Automated Operations 1.0 also helps orchestrate processes across systems and teams with integrated process workflows delivered through HP Operations Orchestration software which allows customers to create automated process workflows that enable complex changes that span multiple infrastructure tiers and built-in audit trails - important for processes that impact financial reporting, security and other governance concerns.

At Software Universe, attended by some 4,000 customers and partners, HP also announced enhancements to its ITSM suite and said it would immediately be able to deliver one component, Service Manager 7.0, as a service.

HP has over 650 customers using BTO delivered as a service, and SaaS offered an accellerated time to value with lower up-front costs while freeing up resources, according to HP vice president of managed software solutions Marc Olesen.

HP has been offering SaaS for some of its BTO capabilities, both directly and through partners, for seven years and Olesen characterised HP's role as "doing for the IT department what SalesForce. com does for the sales department."

Yankee Group's George Hamilton cited findings in a survey indicating that BTO as a service represented a US$4.6 billion global opportunity, while SaaS in general was growing 20% a year.

Service Manager 7.0 enables automated service lifecycle management to manage business services from a user perspective to help deliver higher-quality services, while the other ITSM enhancement announced was Decision Center 2.0. This helps IT staff to manage and improve the quality of service delivery by making informed decisions to improve business processes while minimising negative business impact.
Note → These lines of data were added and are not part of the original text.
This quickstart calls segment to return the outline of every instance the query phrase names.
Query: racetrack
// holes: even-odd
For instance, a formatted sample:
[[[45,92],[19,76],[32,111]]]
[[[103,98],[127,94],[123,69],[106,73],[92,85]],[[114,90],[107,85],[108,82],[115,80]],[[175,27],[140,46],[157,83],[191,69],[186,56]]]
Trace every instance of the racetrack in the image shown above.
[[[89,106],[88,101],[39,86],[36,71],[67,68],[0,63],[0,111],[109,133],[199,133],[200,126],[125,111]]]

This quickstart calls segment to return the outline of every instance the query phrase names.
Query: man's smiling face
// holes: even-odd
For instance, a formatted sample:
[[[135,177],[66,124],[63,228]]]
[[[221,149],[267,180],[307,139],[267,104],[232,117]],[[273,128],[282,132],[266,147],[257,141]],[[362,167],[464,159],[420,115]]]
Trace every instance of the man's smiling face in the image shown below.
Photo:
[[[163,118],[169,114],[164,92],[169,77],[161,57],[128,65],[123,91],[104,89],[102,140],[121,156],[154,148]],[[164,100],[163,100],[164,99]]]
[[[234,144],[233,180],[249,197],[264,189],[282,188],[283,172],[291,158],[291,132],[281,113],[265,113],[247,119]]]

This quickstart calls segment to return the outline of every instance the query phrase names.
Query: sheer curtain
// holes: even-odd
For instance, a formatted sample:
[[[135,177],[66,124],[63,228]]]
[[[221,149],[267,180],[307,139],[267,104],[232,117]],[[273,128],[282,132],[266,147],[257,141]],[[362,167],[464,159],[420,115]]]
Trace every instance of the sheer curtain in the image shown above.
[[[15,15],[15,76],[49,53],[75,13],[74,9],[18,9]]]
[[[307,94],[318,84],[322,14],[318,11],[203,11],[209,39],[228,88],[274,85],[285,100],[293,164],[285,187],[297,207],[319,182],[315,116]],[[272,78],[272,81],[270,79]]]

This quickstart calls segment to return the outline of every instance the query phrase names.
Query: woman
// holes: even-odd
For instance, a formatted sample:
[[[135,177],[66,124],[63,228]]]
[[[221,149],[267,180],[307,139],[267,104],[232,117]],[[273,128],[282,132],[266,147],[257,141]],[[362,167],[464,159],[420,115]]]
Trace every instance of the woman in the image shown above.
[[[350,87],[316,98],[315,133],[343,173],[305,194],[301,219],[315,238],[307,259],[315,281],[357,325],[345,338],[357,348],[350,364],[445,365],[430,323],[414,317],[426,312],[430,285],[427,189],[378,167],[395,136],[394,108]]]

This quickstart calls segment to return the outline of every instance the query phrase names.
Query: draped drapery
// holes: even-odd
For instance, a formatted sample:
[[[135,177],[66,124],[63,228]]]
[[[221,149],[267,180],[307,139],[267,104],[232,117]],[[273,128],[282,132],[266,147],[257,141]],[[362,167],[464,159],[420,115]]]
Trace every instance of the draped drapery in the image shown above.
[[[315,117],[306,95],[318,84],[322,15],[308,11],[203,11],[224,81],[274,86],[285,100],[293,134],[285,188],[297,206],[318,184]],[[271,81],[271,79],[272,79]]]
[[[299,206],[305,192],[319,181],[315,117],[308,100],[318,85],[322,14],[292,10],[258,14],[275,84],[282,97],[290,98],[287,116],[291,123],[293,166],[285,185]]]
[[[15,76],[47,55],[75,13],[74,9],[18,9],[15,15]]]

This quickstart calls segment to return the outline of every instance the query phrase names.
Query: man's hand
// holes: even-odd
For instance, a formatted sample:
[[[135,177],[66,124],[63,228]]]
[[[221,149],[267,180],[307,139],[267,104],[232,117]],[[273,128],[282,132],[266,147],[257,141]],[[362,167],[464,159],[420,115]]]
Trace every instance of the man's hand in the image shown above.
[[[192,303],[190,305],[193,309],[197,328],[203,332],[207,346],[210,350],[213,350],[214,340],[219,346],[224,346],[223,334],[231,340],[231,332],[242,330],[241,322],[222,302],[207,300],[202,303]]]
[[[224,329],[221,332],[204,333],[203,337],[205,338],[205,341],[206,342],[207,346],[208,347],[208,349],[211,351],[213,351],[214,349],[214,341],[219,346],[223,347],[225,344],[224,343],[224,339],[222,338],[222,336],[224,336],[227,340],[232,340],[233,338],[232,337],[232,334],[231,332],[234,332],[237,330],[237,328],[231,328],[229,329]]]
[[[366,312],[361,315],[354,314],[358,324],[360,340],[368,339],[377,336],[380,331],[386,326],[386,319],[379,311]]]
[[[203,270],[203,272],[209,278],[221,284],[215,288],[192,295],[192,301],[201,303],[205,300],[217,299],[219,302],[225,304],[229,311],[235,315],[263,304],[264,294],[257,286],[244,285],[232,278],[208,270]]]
With Service Manager 7.0 problem detection and resolution can also be accelerated through the integration of HP Universal CMDB and HP BSM solutions while Decision Center 2.0 provides pre-configured metrics and analytics based on ITIL v3 to enable the business-centric measurements needed for continual service improvement.

Other new services announced include HP Blueprint and Training for Service Manager 7.0 which provides best practices for standardising and automating processes to accelerate deployment of ITIL v3 and the implementation of HP Service Manager and HP IT Service Management Assessment Services.

Last week, HP also launched the HP OpenCall Media Platform 4.0, a carrier-grade media server to help telecom operators offer mobile and broadband customers a wide variety of personalised, interactive multimedia services.

The media server handles call connections and the digital processing required for services such as rich video and advanced messaging in social networking communities.

Available for broadband and wireless networks, the platform enables mobile devices and PCs to be used for personalised, interactive experiences.

HP OpenCall Media Platform supports multiple network types: circuit-switched legacy networks, 2G for voice and data and 3G for voice, data and multimedia, digital networks and broadband/Internet for content access, with a programming interface to help create new services.